客の皆は徐にマスクを付けて、口元を隠した。

「嫌だ、嫌だ」

田堂の息子がマスクを体全身を激しく動かして拒否する。

「付けなくちゃ、駄目なのよ? 皆に迷惑がかかっちゃうんだから」

田堂の母は、何とかマスクを息子に付けようとするも上手くいかない。

マスクを無理強いすると、田堂の息子の体動の激しさを増す。

「おいおい、早いとこ、何とかしてくれないか」

老父が呆気に取られるように言う。

田堂の母は息子の両肩を両手で撫でて、なだめる。

しかし、一向に、息子の体動は収まらない。

老父は立ち上がる。

「えーっと、篠生だっけか? こちらに来てくれ」

老父はそう言いながら手招きする。

「え、あ、あ、は、はい」

篠生は言われるがままに老父の席に向かう。

その足取りは小走りだった。

篠生は老父の居る席に着いた。

「いやあ、さっきの曲、良い曲だったよ。
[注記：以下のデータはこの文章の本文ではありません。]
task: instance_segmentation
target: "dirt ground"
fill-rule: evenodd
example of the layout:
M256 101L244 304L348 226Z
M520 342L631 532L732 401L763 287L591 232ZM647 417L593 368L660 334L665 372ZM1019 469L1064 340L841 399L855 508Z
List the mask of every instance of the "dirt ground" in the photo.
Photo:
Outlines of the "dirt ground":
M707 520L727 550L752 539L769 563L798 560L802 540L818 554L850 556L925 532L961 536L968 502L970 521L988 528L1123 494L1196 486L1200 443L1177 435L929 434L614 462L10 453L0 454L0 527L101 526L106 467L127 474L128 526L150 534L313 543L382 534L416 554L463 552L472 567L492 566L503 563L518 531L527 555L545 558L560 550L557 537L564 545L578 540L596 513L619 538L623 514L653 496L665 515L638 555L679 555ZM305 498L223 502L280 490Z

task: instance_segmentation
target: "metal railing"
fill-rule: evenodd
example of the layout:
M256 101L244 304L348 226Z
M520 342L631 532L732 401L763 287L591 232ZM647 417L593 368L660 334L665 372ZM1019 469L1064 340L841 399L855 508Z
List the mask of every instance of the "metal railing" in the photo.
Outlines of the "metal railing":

お前さん凄いな。オリジナルの曲かい?」

老父は言う。

「あ、は、はい」

篠生は答える。

「わしはファンになったよ、お前さんの。もっと聞きたいんだけど、こんなに騒がしいとお前さんの良い曲がちゃんと聞けないから、あいつを静かにしてくれないか?」

老父は座ったまま、たたずむ篠生に言う。

「え?」

篠生の声が緊張のあまり、裏返る。

「簡単だろ? これをあいつにかければ、すぐに静かになる。ここにいる皆も望んでいる事だ。お前さんもそうだろう? 皆と同じ意見だよな?」

老父は煽り立てる。

「は、はい」

篠生は小さく何度も、うなづいて、答える。

「ならできるよな。これをすれば皆から褒められるぞ」

老父は水の入ったコップを差し出す。

「ほーら、早く」

老父は更に前へ差し出す。

篠生は恐怖に怯えていた。

目を丸くして、眉は下がり、両肩を上げて、首を縮こませている。

篠生の震える手は、そのコップを持った。

「ほーら、早く」

老父は篠生の顔を見上げて煽る。

私は目の前で起きる異常な光景に理解が追いつかない。

篠生は、関節をがちがちにこわばらせて、田堂の息子へ足を進める。

まるで、壊れかけのマリオネットのようだった。

老婆は横目で見ている。

篠生は田堂の息子の前に立った。

「ちょっと、何するつもり?」

田堂の母は鋭い表情で睨み付ける。

「ごめんなさい、ごめんなさい」

篠生は田堂の息子に向かってコップを傾ける。

「駄目だ! してはいけない」

私は無意識のうちに声が出ていた。

篠生は、私の声に動作を止める。

しかし、その拍子に、水がコップから流れ、田堂の息子の顔にかかった。

田堂の息子は、驚いた表情で体動を止める。

怒りの頂点に達した田堂の母は、篠生の頬を平手打ちした。

「何て事をするの」

田堂の瞳に涙が溜まる。

篠生の瞳も平手打ちの衝撃で涙が込み上がる。

田堂の息子は、両腕を胸元に縮こませる。

何度も繰り返し、両腕を胸元に縮こませる。

その両手は握り拳で硬く、怯えた表情で田堂の母を見つめていた。